ENTRETIEN. “Les petites langues sont maltraitées, il y en a qui disparaissent chaque année” déplore Claude Sicre, le concepteur du Forum des Langues

ENTRETIEN. “Les petites langues sont maltraitées, il y en a qui disparaissent chaque année” déplore Claude Sicre, le concepteur du Forum des Langues
ENTRETIEN. “Les petites langues sont maltraitées, il y en a qui disparaissent chaque année” déplore Claude Sicre, le concepteur du Forum des Langues

l’essentiel
Ce dimanche a lieu à Toulouse, place Saint-Sernin, le Forom des Langues où plus de 80 d’entre eux seront représentés. Le chanteur Claude Sicre, président du Carrefour Culturel Arnaud-Bernard, concepteur du Forom, explique l’importance de défendre toutes les langues.

Combien de représentants de différentes langues seront présents au forum cette année ?

Nous sommes montés à 180. Cette année nous en aurons 80. Nous n’avons jamais de thème particulier, c’est une célébration où l’on met toutes les langues du monde sur un pied d’égalité.

Est-il indispensable de mettre toutes les langues sur un pied d’égalité ?
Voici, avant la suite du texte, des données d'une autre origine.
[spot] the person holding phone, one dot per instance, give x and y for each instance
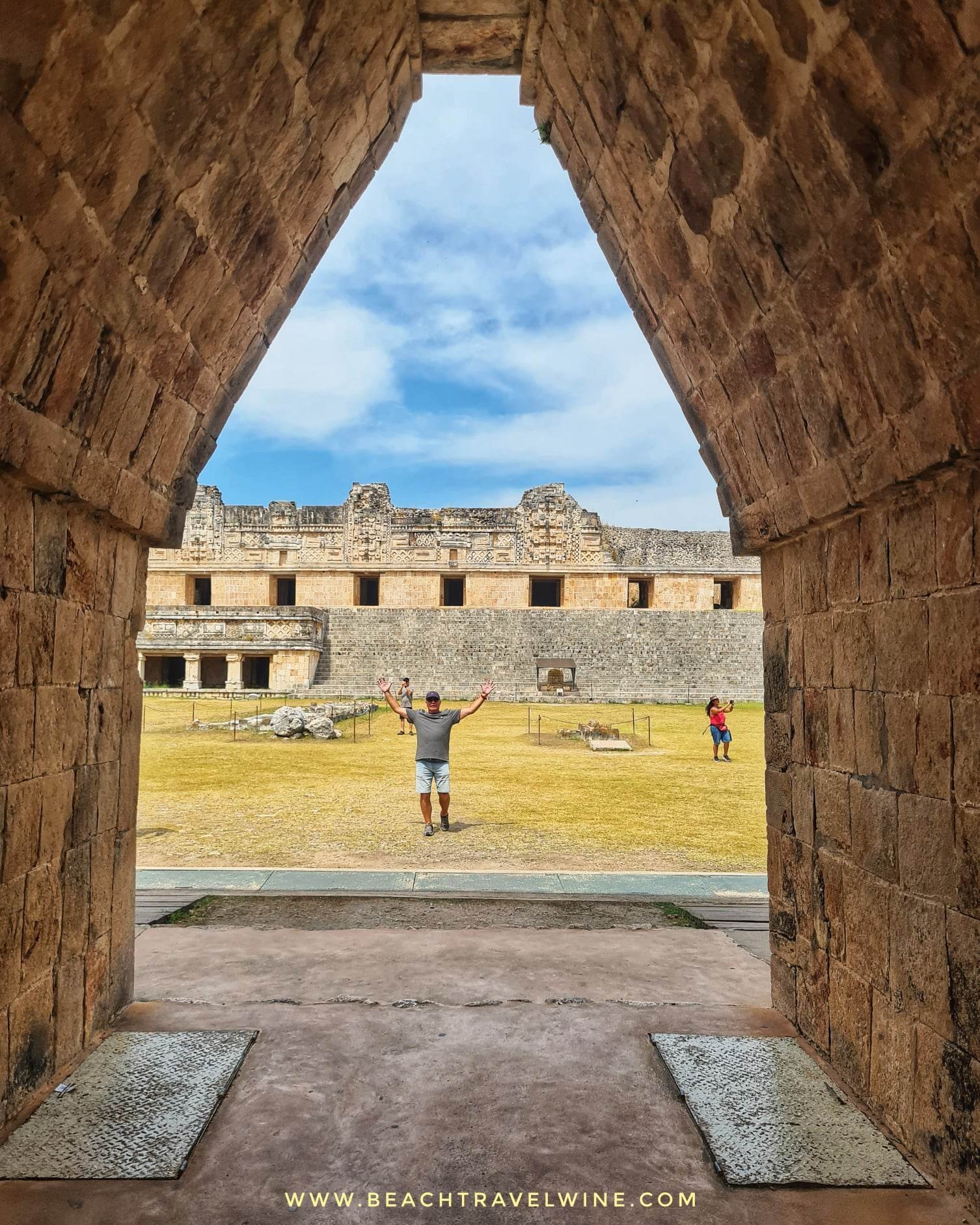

C’est très important car partout ils sont traités différemment. Beaucoup de gens ne savent pas que les langues sont linguistiquement égales. Ils ne sont pas égaux devant le droit, ni dans la réalité culturelle, mais linguistiquement, anthropologiquement, toutes les langues sont égales. Il y a beaucoup d’intellectuels et de politiques qui font comme s’il existait des langues plus riches que d’autres, plus claires… Comme s’il existait des langues obscures. Ils le disent tous les jours à la télévision, à la radio, dans les journaux. Mais scientifiquement, cela n’a aucune réalité.
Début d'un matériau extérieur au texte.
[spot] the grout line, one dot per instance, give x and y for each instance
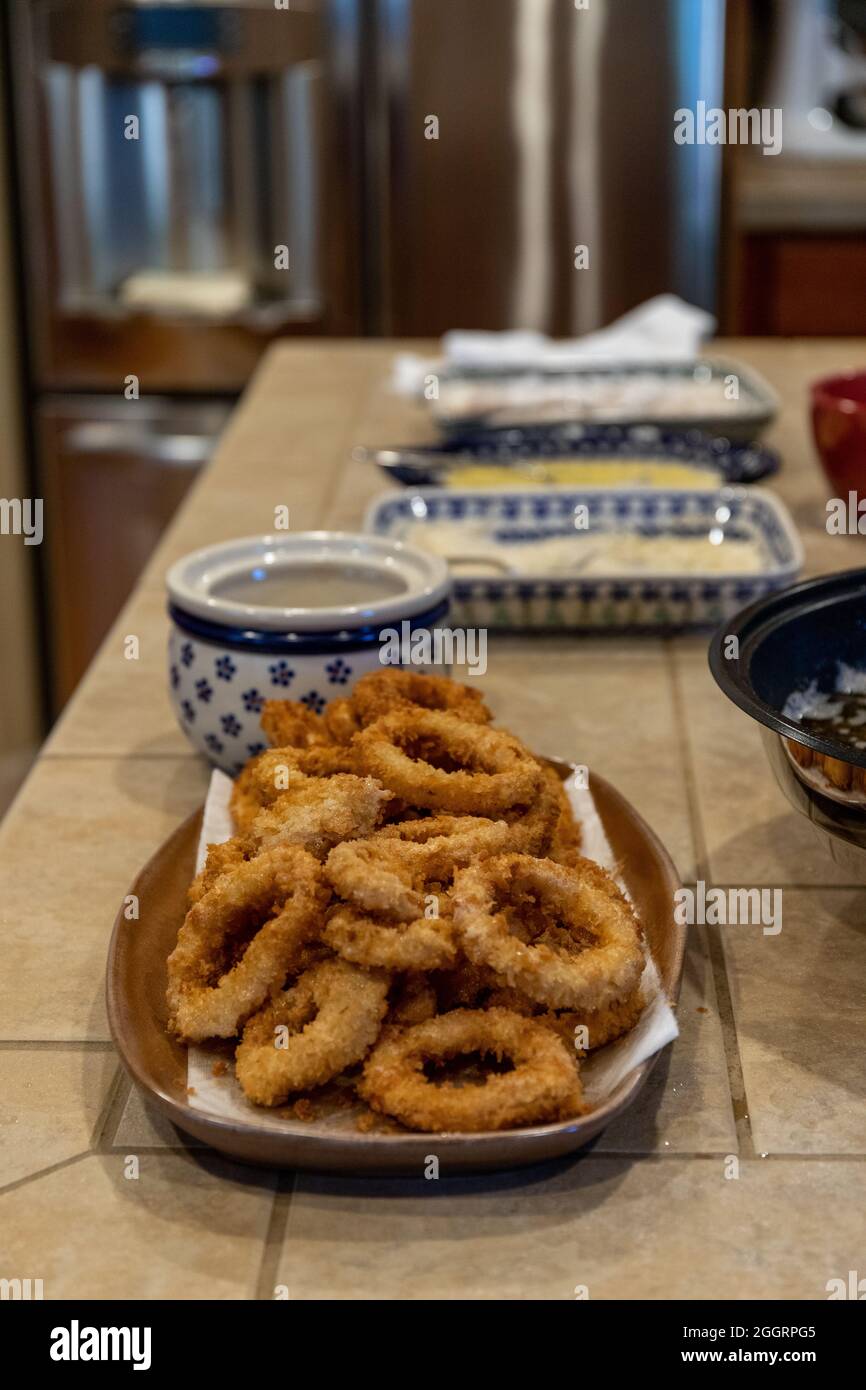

Les langues sont-elles plus maltraitées aujourd’hui que lorsque vous avez lancé le forum il y a trois décennies ?

Eh oui, les petites langues sont constamment maltraitées, certaines disparaissent chaque année. Certains imbéciles disent que c’est leur mort naturelle. Ce n’est pas naturel, personne ne souhaite que sa langue maternelle ou celle de sa maison disparaisse. Il s’agit d’une domination culturelle qui n’est pas nécessairement une domination politique ou économique. La disparition des langues est-elle une bonne chose ? Il y a des gens qui disent que c’est comme une espèce naturelle. Mais ce n’est pas pareil, parce que ce sont des hommes, c’est une histoire. Et avec le langage, les histoires disparaissent, une culture disparaît.

Et est-ce aussi une standardisation ?

C’est une standardisation complète car la langue est liée à une culture. Il y a une autre bêtise que disent tous les intellectuels : chaque langue est une vision du monde. Ce qui est une vision du monde est une culture. Ils confondent langue et cultures, ou œuvres culturelles. Si ce langage disparaît, on ne lit plus les œuvres. Dire qu’il existe des langues mortes est aussi un peu stupide. Par exemple, des œuvres latines sont retravaillées et retraduites. Il existe des découvertes scientifiques qui permettent d’éclairer le sens de tel ou tel mot. A chaque époque, on découvre des choses nouvelles dans les textes latins. Alors tant qu’elles œuvrent dans l’esprit des vivants, les langues ne sont pas mortes. Il vaudrait mieux parler de langues anciennes.

Et peut-on dire qu’il existe de nouvelles langues ?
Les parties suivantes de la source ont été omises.